Sometimes the best rivalries in sports are the sibling rivalries.
In the second game of Saturday's doubleheader against the Tiffin Saints, Scott Underwood of the Ohio Travelers launched a grand slam that helped put the game out of reach. Not to be outdone, brother Eric, a teammate, hit a home run of his own in the seventh inning.
Still, Scott should have the upper-hand hitting a grand slam compared to the two-run shot Eric hit right?
Saints shortstop Ernesto Punales makes a throw to first during the first game of Saturday’s doubleheader against the Ohio Travelers in Tiffin.
"No, he's got two on the season, I only got 1. He let me know about it in centerfield after he hit his," Scott Underwood said.
Just a typical sibling rivalry.
"That's how it works with us," Scott Underwood added. "Everything's got to be equal but if one of us gets up on the other one, they'll let them know about it."
And Saturday, they're Travelers let everyone know they weren't the same team that lost Friday to the Saints, 10-1. The Travelers took a pair from the Saints Saturday winning a pitcher's duel in the opener 3-1, then pounded out a 13-2 win the Game 2.

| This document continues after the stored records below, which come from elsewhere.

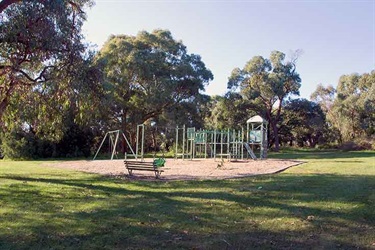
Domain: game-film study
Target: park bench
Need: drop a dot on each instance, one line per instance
(143, 166)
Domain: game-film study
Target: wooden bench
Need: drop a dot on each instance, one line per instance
(143, 166)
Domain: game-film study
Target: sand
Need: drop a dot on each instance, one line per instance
(197, 169)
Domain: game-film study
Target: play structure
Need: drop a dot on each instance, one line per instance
(190, 143)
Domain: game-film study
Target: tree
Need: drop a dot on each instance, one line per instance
(147, 74)
(229, 111)
(349, 108)
(40, 42)
(304, 122)
(266, 83)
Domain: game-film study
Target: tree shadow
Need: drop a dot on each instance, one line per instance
(102, 212)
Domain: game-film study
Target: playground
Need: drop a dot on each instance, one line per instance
(197, 154)
(197, 169)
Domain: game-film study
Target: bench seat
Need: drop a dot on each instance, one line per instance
(142, 166)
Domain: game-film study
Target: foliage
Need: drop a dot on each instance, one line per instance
(147, 74)
(228, 112)
(325, 203)
(350, 107)
(265, 83)
(303, 122)
(40, 42)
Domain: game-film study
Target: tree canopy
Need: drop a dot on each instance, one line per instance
(40, 41)
(148, 73)
(266, 83)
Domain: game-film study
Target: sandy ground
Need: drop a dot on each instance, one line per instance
(184, 169)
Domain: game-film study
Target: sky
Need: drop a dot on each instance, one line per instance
(335, 37)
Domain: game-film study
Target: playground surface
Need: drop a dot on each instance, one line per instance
(197, 169)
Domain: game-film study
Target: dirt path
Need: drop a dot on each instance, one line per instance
(185, 169)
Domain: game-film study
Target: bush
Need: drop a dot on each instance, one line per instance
(18, 144)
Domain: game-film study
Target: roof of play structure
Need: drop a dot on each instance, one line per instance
(256, 119)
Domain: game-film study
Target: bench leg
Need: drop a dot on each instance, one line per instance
(157, 174)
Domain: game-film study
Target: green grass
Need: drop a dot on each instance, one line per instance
(326, 203)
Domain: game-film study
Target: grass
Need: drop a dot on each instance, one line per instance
(326, 203)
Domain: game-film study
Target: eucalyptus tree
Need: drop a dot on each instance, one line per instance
(304, 122)
(229, 111)
(40, 43)
(354, 105)
(147, 74)
(265, 84)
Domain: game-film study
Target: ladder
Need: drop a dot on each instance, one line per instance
(251, 153)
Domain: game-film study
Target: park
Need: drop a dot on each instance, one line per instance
(125, 145)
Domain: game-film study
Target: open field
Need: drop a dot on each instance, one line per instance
(197, 169)
(326, 203)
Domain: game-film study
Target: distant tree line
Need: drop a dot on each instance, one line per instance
(58, 98)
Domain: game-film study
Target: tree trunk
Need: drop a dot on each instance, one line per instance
(276, 135)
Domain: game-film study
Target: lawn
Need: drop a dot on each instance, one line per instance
(326, 203)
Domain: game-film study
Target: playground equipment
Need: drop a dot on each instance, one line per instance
(191, 143)
(113, 138)
(230, 144)
(257, 135)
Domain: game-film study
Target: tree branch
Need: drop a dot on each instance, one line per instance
(6, 3)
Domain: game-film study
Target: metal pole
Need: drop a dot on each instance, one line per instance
(114, 147)
(137, 142)
(101, 144)
(183, 142)
(175, 156)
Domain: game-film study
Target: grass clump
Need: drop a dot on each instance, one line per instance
(325, 203)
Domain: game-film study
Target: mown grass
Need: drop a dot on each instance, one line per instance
(326, 203)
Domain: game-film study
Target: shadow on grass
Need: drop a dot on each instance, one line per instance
(317, 154)
(278, 212)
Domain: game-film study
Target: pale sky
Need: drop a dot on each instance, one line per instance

"We all knew it was going too be a different day," Underwood said. "You just had that feeling. We know we're a better team than what we showed last night and we know we're a really good hitting team. It felt like we went out and hit and played like we should've."
The Travelers erased any bad taste left in their mouths from Friday when James Coleman outdueled Steve Landell in the opener.
Coleman went 6 2/3 innings allowing just four hits and an earned run. He walked three but struck out seven.
"James was on and he was great," Travelers manager Jay Zeiter said. "I've seen that out of him before and he just proved it once again, he can do it. I'm so impressed with the attitude of these guys. They all want to be here as teammates and worked hard together."
Coleman credited mixing up his pitches as a key to his success, and helping its team regain momentum.
"My fastball, splitfinger," he said when asked what was working well for him. "Just keeping them off balance.
"Yesterday was yesterday, so I just left it in the past. I just came out today and tried to have a good start."
The Travelers struck quick with a run in the first, but Landell kept them quiet until the sixth. Meanwhile the Saints tied the game when Andrew Azzopardi doubled down the left field line, scoring Tyler Surnbrock.
The Travelers, though, broke the tie in the sixth. Scott Underwood lifted a sac-fly to center, and Ray Frias beat the throw home for a 2-1 lead. The Travelers added one more run in the seventh for the final margin.
Zeiter credited Coleman's performance for turning the momentum of the series.
"Game 1 was really big," he said. "James Coleman did a job on the mound. We got some timely hitting and made the plays. Ray Frias sliding into home on that fly ball was just a big big play to give us the lead. Then we added on in the seventh inning and got great pitching. Both games we got great pitching.
Landell took the tough-luck loss, going six innings, scattering seven hits and allowing the two runs.
"It was definitely a tough game," he said. "They pitched a great game. I think we played a good game, a couple miscues on defense, but overall, just a really good matchup. A couple more hits here or there, maybe one miscue by them and we're right back in the game. Tough game to lose, but their pitcher pitched a heck of a game."
In Game 2, the Saints took a 2-1 lead in the third inning when Angel Vargas singled home Tyler McIntyre. They were poised for more with the bases loaded, but when the Travelers tried a pickoff play at first, Azzopardi left third for home where he was gunned down for the final out of the inning.
Even though his team went on to post 13 runs in the game - nine of which came in the following inning - Zeiter pointed to that as the turning point.
"Maybe the biggest turnaround play was when we picked (Azzopardi) off at home," he said. "Bases were loaded, it was a 3-1 count, we get the throw down to first, he picks the ball out throws it home, we tag him out. Inning's over, then we go score nine. That was big."
Jack Masin picked up the win, tossing 5 2/3 innings, allowing eight hits but only two runs. Columbian graduate Josiah Greenwald pitched the final inning-and-a-third to shut the door on the Saints.
Saints manager Ryan Parent let it be known after the twin-bill he was far from pleased with his team's performance.
"We didn't execute today," he said. "We played bad. Our pitchers didn't keep people from hitting. ... Second game we lost 13-2, that's bad. We can't be giving up those opportunities. I understand a blowout's going to happen, but that's twice in two weeks. People need to start doing their jobs. If you get put out there to get outs, and you don't get outs, you're not going to stick around."
With the pair of wins, the Travelers overtake the Saints in the Independent Baseball League standings with a 6-5 record, while the Saints slip to 5-6.